Wednesday, April 27, 2011

Hidden Explanations For Unethical Company Behavior

Imagine you work for a company that emits toxic fumes. Under an industry agreement with regulators, your company agrees to run the emissions through a costly clean-up device. If you fail to comply, you face sanctions. Then imagine the same scenario, with no sanctions if you don't do the expensive clean-up. Under which scenario would you be more likely to cheat and avoid the clean-up? Surprise: a 1999 study, where subjects participated this simulated scenario, showed that those who faced a fine were more likely to cheat, not less.

In a fascinating New York Times op ed today, Max H. Bazerman, a Harvard business administration professor and Ann E. Tenbrunsel, a management professor at Notre Dame, discuss the counter-intuitive notion that business people engage in unethical behavior not because they intend to do something wrong, but because they're unconsciously fooling themselves. The authors call this "ethical fading" or "motivated blindness."

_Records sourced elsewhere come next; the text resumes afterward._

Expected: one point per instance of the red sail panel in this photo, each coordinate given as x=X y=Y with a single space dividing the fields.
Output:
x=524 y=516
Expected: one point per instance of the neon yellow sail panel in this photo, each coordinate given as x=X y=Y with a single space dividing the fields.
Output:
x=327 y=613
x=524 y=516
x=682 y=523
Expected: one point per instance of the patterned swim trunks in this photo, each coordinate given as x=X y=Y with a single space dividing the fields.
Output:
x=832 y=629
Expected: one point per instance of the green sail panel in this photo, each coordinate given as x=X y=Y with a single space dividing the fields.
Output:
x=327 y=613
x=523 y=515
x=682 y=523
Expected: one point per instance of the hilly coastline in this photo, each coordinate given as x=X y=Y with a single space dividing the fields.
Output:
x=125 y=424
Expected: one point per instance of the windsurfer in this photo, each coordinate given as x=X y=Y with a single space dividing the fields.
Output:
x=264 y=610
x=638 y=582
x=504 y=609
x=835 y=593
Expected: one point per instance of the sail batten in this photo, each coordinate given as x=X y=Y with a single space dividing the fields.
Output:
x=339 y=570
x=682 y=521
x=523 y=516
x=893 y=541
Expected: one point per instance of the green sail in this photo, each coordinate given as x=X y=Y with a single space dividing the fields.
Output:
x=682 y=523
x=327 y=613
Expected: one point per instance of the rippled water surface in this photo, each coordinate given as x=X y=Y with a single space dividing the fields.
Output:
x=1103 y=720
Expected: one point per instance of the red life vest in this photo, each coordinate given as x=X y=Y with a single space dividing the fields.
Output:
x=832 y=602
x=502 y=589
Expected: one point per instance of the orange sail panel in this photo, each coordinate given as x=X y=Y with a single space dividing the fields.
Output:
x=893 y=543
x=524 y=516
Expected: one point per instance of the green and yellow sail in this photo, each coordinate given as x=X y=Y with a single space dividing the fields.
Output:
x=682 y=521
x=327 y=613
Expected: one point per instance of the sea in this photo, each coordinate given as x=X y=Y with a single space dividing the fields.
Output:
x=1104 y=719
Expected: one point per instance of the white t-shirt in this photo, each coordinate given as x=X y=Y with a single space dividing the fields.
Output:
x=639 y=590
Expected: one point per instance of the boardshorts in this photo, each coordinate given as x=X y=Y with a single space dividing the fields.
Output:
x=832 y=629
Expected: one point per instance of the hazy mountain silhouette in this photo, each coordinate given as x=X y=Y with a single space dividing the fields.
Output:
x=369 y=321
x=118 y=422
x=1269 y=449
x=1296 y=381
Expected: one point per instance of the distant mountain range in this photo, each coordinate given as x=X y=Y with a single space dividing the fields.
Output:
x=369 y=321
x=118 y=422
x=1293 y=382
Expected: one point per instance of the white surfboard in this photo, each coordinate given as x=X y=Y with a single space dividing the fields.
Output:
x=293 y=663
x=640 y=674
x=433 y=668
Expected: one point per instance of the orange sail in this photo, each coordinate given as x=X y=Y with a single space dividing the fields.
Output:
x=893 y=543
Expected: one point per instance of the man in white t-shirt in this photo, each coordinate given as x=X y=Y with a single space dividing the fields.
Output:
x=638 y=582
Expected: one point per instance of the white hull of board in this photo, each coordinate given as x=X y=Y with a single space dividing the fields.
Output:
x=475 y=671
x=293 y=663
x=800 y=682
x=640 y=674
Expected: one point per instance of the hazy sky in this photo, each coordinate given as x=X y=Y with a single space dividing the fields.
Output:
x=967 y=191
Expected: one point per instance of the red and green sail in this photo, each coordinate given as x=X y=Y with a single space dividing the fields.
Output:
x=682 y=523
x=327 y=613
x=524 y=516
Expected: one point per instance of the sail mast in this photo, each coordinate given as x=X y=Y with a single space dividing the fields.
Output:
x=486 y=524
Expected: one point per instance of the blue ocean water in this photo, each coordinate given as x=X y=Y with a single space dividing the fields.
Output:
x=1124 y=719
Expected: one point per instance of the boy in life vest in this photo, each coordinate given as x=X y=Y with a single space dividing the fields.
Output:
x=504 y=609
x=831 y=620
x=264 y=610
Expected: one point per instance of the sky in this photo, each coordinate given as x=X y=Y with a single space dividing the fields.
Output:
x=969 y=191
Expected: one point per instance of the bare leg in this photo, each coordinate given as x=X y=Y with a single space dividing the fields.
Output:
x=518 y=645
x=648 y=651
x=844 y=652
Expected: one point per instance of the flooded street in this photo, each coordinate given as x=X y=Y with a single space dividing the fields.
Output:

Another example, in a study published last year: Students in an experiment where they were given the same information about a fictitious company and asked to estimate its value. Some students played the role of buyer; others were sellers, buyer's auditors and seller's auditors. It's not shocking that buyers and sellerscame up with different values, favoring their own camps. But the auditors demonstrated significant bias too, with estimates that differed by 30%. Then real life auditors from big accounting firms tried the experiment, and logged similarly biased results.

Wouldn't transparency help, if all information were made public and biases and conflicts of interest exposed? Yet another study, from 2005, showed that people become even more ethically lax when they feel like others are watching.

Bazerman and Tenbrunsel point out that regulators, prosecutors and journalists focus on willful misconduct and simple intent. They/we assume it's possible to be objective. But humans are much more complicated than that, it turns out. One solution offered in the op ed: "Auditors should only audit; they should not be allowed to sell other services or profit from pleasing their customers." Unfortunately, it's tough to imagine a world where that would happen.

At the least, Bazerman and Tenbrunsel's book seems worth reading: Blind Spots: Why we Fail to do What's Right and What to Do About It.